Maybe you don’t want to hear that. Or even care yet, until the Pistons show they can make a few shots. Well, they did Saturday night against Orlando, shooting their way to their first win of the season, 110-103.

As for Cunningham?

Here’s the numerical rundown:

He played 19 minutes. He made one shot. He missed seven.

He had two assists, though he might have had more if his teammates made more shots off his passes.

He had three turnovers and didn’t make a 3-pointer. He didn’t close the game because he’s on a minute’s restriction.

“I think it was good,” he said of his debut, though he said he fought the jitters, too. “Coming in, just being able to make some plays off the ball, get some rebounds. I feel I was solid defensively. Those are the points that I really wanted to come out in. Just to prove to myself that my ankle was straight, that I could move, guard, do everything well. I got the jitters out now and now I can just go play free.“

It’s a small sample size, obviously. But one big enough to see he’ll have to adjust to the speed of the NBA game. He’ll have to adjust to the spacing and strength of the players, too, to the quickness of hands trying to strip the ball and the quickness of feet sliding over to help.

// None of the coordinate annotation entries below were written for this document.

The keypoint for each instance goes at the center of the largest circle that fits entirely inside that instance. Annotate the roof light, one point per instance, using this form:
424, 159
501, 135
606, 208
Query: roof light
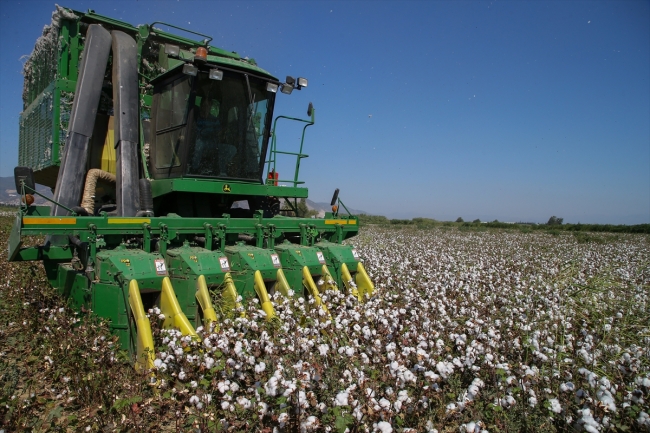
201, 55
189, 69
172, 50
216, 74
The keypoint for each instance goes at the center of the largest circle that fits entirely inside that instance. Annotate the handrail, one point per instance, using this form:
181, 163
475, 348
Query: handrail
272, 161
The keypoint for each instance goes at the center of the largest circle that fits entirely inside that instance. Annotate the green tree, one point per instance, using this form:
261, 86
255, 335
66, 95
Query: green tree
555, 221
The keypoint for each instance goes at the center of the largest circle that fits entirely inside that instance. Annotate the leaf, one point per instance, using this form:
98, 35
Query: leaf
55, 413
343, 422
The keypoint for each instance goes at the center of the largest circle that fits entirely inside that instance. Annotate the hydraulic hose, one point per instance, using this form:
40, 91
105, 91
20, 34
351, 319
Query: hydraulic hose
88, 201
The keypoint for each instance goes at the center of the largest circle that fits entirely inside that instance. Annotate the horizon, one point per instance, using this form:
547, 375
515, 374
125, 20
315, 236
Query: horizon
515, 111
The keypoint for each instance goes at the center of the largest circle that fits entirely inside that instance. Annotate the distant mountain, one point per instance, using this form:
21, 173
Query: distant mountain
9, 195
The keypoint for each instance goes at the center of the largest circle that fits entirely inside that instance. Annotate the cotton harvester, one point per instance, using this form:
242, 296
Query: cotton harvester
162, 153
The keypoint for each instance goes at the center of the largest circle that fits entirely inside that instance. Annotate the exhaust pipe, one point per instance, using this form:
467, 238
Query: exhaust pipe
125, 108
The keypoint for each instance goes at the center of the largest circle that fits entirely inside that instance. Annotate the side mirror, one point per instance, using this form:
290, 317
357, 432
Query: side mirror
26, 175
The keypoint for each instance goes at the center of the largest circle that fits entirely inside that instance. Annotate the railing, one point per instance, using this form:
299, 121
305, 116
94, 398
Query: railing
274, 152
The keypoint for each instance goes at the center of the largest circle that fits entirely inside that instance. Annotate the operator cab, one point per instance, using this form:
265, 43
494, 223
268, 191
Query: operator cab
210, 123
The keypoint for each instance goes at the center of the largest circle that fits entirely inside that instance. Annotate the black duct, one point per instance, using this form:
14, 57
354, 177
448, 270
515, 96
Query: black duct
125, 107
70, 181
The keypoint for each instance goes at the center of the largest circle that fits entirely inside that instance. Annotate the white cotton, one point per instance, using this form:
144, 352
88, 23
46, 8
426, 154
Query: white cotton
341, 399
555, 405
382, 427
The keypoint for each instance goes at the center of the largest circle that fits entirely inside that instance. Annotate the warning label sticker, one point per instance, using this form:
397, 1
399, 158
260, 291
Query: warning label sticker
225, 266
161, 268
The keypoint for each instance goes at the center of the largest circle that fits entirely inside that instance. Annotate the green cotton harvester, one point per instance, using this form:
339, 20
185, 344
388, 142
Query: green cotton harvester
161, 152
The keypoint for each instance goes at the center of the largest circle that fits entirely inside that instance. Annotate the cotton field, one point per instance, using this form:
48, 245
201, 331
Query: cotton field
469, 331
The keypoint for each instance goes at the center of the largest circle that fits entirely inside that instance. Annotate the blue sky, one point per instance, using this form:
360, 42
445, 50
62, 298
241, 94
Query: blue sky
483, 109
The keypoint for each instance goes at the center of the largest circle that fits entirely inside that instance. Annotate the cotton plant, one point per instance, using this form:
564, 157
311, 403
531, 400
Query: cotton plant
512, 322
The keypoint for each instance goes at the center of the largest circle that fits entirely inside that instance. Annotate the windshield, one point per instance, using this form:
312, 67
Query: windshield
229, 127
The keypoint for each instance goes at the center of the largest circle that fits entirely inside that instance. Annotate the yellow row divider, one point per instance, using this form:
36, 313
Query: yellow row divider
360, 285
203, 297
144, 344
174, 316
260, 288
364, 284
328, 281
308, 282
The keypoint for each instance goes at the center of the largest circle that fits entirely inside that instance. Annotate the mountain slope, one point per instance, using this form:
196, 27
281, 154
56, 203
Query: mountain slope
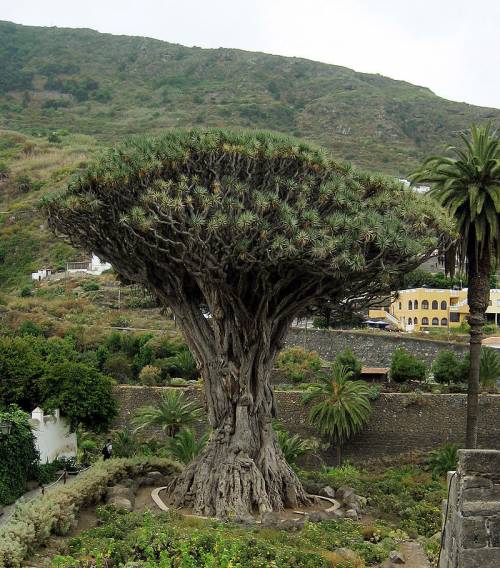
109, 86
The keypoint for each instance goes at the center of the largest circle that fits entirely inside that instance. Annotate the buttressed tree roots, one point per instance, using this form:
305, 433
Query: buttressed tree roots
254, 227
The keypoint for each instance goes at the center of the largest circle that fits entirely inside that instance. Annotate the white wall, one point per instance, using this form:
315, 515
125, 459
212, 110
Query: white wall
53, 437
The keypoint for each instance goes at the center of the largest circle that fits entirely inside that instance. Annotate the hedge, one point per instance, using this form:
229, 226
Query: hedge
34, 522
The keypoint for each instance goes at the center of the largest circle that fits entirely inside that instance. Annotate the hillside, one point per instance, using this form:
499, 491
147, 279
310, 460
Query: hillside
109, 86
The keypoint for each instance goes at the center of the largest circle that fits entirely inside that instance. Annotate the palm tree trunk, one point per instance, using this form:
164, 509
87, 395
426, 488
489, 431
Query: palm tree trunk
478, 297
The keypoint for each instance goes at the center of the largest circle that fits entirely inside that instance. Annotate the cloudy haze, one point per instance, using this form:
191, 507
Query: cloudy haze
450, 46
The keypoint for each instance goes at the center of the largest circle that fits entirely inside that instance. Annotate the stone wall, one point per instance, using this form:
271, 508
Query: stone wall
374, 349
471, 536
399, 422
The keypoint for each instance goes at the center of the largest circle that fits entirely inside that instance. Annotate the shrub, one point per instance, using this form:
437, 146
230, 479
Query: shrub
82, 393
32, 523
298, 364
21, 367
18, 456
26, 291
119, 367
351, 362
90, 286
406, 367
150, 375
447, 368
445, 459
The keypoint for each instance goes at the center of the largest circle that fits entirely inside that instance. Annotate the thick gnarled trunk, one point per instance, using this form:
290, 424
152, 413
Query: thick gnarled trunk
478, 299
242, 469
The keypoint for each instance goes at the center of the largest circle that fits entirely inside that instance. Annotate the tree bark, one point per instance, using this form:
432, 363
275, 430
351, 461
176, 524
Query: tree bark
478, 297
242, 469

Cunningham didn’t score until there were five minutes left in the second quarter. He started one way, turned another, and slipped down into the lane for a layup over the front of the rim. The crowd roared. He didn’t score again.

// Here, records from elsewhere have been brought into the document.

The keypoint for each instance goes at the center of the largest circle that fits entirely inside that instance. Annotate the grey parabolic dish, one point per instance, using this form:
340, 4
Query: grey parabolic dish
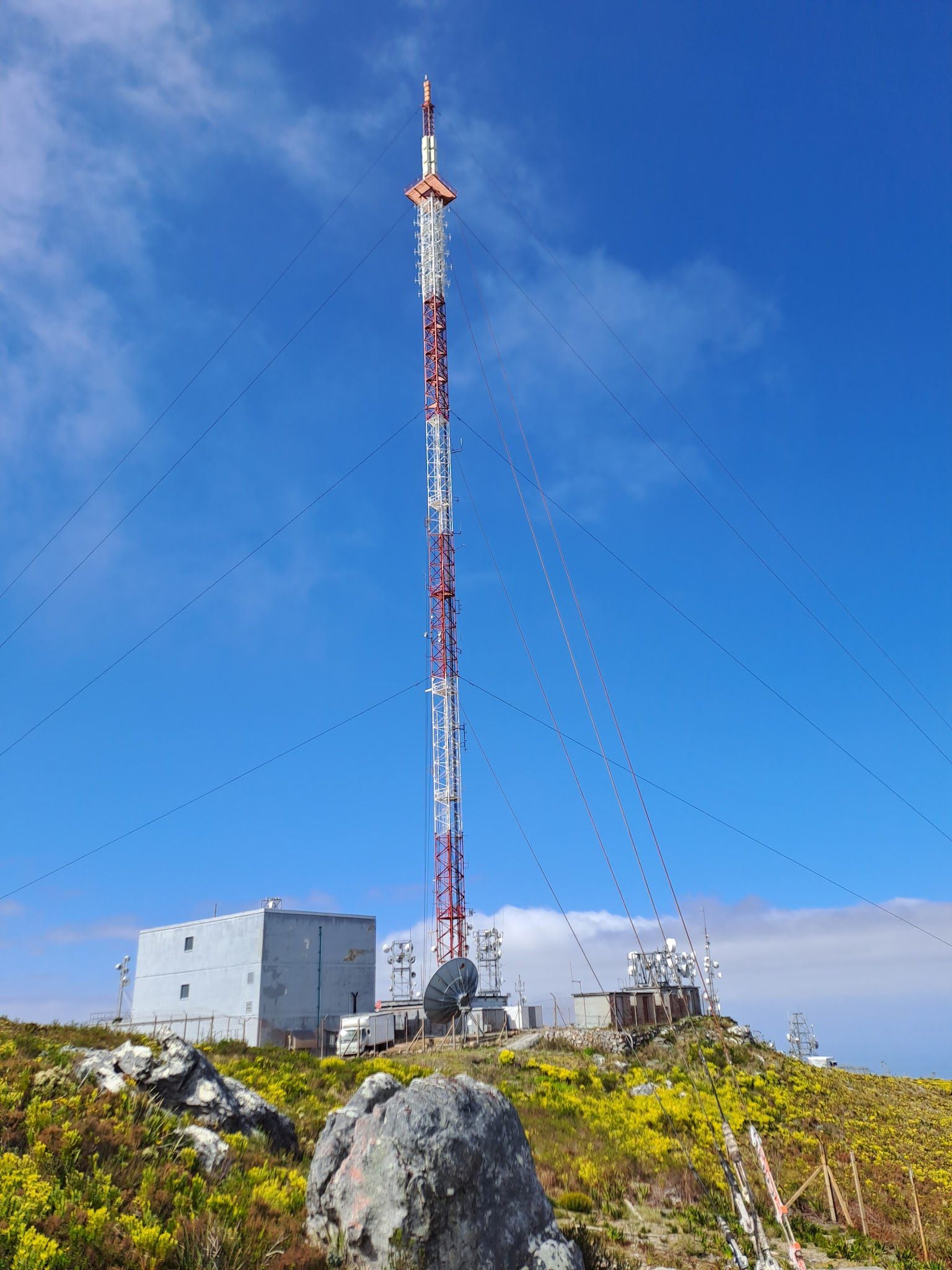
451, 990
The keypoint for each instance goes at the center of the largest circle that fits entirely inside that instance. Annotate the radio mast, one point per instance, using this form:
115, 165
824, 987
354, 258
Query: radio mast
432, 195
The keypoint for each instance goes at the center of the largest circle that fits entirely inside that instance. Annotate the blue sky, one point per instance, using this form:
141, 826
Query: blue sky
757, 202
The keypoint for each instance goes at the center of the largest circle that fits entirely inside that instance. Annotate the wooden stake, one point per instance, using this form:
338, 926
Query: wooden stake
919, 1217
842, 1203
827, 1183
800, 1191
858, 1193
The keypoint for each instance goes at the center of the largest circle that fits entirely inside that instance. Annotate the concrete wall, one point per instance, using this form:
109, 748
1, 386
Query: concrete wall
225, 956
289, 969
257, 973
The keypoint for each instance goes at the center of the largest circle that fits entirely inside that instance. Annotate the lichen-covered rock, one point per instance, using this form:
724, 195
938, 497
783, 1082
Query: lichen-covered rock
254, 1113
643, 1091
99, 1066
211, 1151
439, 1170
182, 1080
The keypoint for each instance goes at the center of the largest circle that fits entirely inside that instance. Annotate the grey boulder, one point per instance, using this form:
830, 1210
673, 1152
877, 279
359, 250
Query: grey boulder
182, 1080
211, 1151
439, 1170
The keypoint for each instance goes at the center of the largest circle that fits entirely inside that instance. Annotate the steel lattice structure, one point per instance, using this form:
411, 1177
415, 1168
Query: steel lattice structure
432, 195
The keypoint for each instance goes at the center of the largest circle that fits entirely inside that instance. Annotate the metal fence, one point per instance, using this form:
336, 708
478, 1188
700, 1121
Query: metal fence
201, 1026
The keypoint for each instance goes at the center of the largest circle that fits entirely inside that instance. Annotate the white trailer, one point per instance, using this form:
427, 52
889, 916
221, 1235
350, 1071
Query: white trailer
364, 1034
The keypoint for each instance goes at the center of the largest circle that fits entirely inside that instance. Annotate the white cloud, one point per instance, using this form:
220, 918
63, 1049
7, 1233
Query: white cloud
850, 969
107, 929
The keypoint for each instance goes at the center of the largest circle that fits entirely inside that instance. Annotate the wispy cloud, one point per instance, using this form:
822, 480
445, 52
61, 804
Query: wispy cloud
107, 929
847, 968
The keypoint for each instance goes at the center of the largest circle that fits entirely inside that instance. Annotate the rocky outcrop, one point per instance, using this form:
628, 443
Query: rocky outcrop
439, 1170
211, 1151
182, 1080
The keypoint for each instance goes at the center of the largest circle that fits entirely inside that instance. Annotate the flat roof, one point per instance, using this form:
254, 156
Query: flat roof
252, 912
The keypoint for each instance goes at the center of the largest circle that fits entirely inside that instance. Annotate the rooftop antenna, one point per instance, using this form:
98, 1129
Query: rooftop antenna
801, 1037
123, 968
432, 195
489, 956
712, 970
403, 977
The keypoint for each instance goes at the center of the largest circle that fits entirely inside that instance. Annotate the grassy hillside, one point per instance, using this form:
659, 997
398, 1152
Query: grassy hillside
103, 1181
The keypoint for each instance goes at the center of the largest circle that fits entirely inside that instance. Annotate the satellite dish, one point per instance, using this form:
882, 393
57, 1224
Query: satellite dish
451, 991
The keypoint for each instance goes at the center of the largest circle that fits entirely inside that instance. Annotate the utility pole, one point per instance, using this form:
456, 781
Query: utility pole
432, 195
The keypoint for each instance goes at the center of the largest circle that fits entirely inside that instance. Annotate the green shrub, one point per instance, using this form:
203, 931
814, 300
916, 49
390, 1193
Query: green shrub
575, 1202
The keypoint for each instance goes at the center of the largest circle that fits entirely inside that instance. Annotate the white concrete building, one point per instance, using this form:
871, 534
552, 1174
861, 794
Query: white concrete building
258, 975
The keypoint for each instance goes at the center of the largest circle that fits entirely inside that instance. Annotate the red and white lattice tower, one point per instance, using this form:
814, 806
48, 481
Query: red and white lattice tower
432, 195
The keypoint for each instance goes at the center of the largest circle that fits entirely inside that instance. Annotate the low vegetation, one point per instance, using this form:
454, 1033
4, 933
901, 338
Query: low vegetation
102, 1181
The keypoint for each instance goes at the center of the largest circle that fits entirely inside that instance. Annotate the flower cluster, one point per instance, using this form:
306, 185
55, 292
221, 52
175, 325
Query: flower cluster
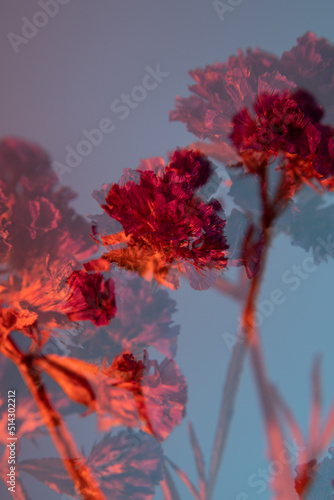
167, 228
42, 239
286, 124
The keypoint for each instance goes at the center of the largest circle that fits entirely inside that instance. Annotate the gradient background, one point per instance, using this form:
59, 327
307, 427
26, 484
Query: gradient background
65, 79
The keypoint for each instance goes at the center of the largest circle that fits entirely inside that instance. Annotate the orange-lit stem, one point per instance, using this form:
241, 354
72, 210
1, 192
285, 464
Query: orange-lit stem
84, 482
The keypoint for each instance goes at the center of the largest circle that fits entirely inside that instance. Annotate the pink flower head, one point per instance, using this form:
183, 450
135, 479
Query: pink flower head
286, 124
92, 298
167, 227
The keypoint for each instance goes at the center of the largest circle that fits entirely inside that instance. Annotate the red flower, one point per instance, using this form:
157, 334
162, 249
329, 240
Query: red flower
42, 239
92, 298
223, 89
143, 319
132, 390
127, 465
285, 124
166, 225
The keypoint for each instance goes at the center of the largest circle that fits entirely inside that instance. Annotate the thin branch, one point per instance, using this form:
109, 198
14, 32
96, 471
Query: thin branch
84, 482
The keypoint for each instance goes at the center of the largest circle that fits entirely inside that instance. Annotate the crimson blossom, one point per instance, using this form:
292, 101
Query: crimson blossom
167, 228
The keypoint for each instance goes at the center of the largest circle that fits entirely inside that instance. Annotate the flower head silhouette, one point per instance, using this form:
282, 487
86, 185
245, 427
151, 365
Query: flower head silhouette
167, 228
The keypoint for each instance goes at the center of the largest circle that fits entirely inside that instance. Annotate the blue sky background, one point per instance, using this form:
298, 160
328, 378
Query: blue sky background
65, 79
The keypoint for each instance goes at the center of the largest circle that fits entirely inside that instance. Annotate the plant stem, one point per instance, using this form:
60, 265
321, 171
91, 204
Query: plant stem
85, 484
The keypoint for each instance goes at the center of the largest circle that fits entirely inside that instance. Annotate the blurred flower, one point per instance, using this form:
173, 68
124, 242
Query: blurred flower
288, 125
143, 318
92, 298
122, 471
42, 239
167, 227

Dwane Casey knew he’d be rusty.

“Timing … the whole thing, you can’t go a month (without playing) and expect to play how you want,” said the Pistons coach.

He liked his effort, his intensity, his decision making. He should’ve have. Cunningham showed plenty of all three.

He showed vision and a sense for rebounding, too. And while he didn’t make shots, the offense looked a bit more fluid, spread out, if you will.

“The game sped him up,” said Casey.

Even then, it was easy to see his command of the geometry of the floor.

He may never be the athletic finisher over the top, and he’ll have to figure out how to finish over length at the rim, but he changes the math in so many ways, both obvious and less so.

Rotationally speaking, of course — the Pistons second unit, led by center, Kelly Olynyk, finally got some run against the Magic with Cunningham in the starting lineup. And psychologically speaking, as Isaiah Stewart noted:

“He knows he’s a big-time player,” he said.

How did he show the potential Saturday? Other than the occasional misdirection or crossover or spin to create space to shoot?

“He didn’t sweat,” said Stewart.

Here he was in his first NBA game, a year out of college, coming off an injury, having missed most of training camp, having watched his team stumble out of the gate, knowing the fan base couldn’t wait to see him come back and that it expected him to lift the franchise once he did, here he was finding his way through all that and staying as nonplussed as ever.

The shooting will come. The stroke is too clean and assured for it not, too. The small things were evident 19 minutes into his career.

“He’s got a chip on his shoulder,” said Stewart.

He’s got an even better head on it. He’ll need it, too, to figure out the angles and spacing and outsized athleticism he’ll see at this level every night, where even the bad teams like Orlando employ some of the best players in the world.

It’ll be a while before we see — and he sees — what he can truly be. But the odds of him thunder dunking and splashing threes in his debut after all that time rehabbing were low.